Risc-v copied from arm64, but can simply derive the #entries from the PTE value.
it doesn't have to re-walk the table using the address.
But I think the following is required to fix, no?
diff --git a/arch/riscv/mm/hugetlbpage.c b/arch/riscv/mm/hugetlbpage.c
index a6d217112cf46..7e25cc13b3dba 100644
--- a/arch/riscv/mm/hugetlbpage.c
+++ b/arch/riscv/mm/hugetlbpage.c
@@ -5,6 +5,7 @@
#ifdef CONFIG_RISCV_ISA_SVNAPOT
pte_t huge_ptep_get(struct mm_struct *mm, unsigned long addr, pte_t *ptep)
{
- unsigned long pte_num;
+ unsigned long pte_num, pte_order;
int i;
pte_t orig_pte = ptep_get(ptep);
@@ -12,7 +13,11 @@ pte_t huge_ptep_get(struct mm_struct *mm, unsigned long addr,
pte_t *ptep)
if (!pte_present(orig_pte) || !pte_napot(orig_pte))
return orig_pte;
- pte_num = napot_pte_num(napot_cont_order(orig_pte));
+ pte_order = napot_cont_order(orig_pte);
+ pte_num = napot_pte_num(pte_order);
+
+ ptep = PTR_ALIGN_DOWN(ptep, sizeof(*ptep) << pte_order);
+ orig_pte = ptep_get(ptep);
for (i = 0; i < pte_num; i++, ptep++) {
pte_t pte = ptep_get(ptep);
I'd prefer (2) as a simple stable fix first.

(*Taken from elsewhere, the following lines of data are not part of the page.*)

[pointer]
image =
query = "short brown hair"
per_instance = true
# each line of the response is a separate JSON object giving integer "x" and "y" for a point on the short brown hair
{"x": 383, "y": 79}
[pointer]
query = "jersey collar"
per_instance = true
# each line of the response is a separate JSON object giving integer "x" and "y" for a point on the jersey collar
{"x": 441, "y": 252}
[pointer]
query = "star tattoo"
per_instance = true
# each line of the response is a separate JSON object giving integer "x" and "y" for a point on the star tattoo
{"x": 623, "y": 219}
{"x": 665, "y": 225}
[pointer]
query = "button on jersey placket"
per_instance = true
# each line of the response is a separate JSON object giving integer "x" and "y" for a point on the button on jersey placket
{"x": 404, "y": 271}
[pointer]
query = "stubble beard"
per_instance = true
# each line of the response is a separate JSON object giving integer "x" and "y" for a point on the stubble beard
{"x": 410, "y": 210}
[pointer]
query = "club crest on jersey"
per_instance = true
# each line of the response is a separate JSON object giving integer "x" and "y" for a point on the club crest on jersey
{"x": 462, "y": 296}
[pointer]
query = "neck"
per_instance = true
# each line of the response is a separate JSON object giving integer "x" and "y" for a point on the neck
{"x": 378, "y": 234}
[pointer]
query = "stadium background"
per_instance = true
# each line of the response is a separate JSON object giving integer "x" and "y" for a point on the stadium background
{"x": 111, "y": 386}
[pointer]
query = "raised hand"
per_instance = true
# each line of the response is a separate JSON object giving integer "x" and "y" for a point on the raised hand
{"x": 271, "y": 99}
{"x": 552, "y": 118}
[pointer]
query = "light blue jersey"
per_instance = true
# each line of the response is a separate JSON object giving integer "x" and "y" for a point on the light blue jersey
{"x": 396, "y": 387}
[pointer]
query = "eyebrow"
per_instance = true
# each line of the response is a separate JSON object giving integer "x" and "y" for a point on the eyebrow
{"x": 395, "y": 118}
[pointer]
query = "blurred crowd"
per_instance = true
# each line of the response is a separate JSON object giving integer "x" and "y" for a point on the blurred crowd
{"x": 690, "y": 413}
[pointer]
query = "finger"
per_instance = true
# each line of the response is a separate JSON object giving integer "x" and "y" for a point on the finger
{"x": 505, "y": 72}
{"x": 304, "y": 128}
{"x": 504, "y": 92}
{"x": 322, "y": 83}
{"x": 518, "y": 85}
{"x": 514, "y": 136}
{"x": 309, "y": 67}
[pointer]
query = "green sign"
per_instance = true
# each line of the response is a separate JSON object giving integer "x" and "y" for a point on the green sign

If we do (1) on top, huge_ptep_get() on arm64 could stop walking the page table
another time.
If we pass the hstate (or vma) to set_huge_pte_at(), huge_pte_clear(),
huge_ptep_get_and_clear(), we could likely get rid of the re-walk in
num_contig_ptes() entirely and possibly just remove it.
That would probably be cleanest.
--
Cheers,
David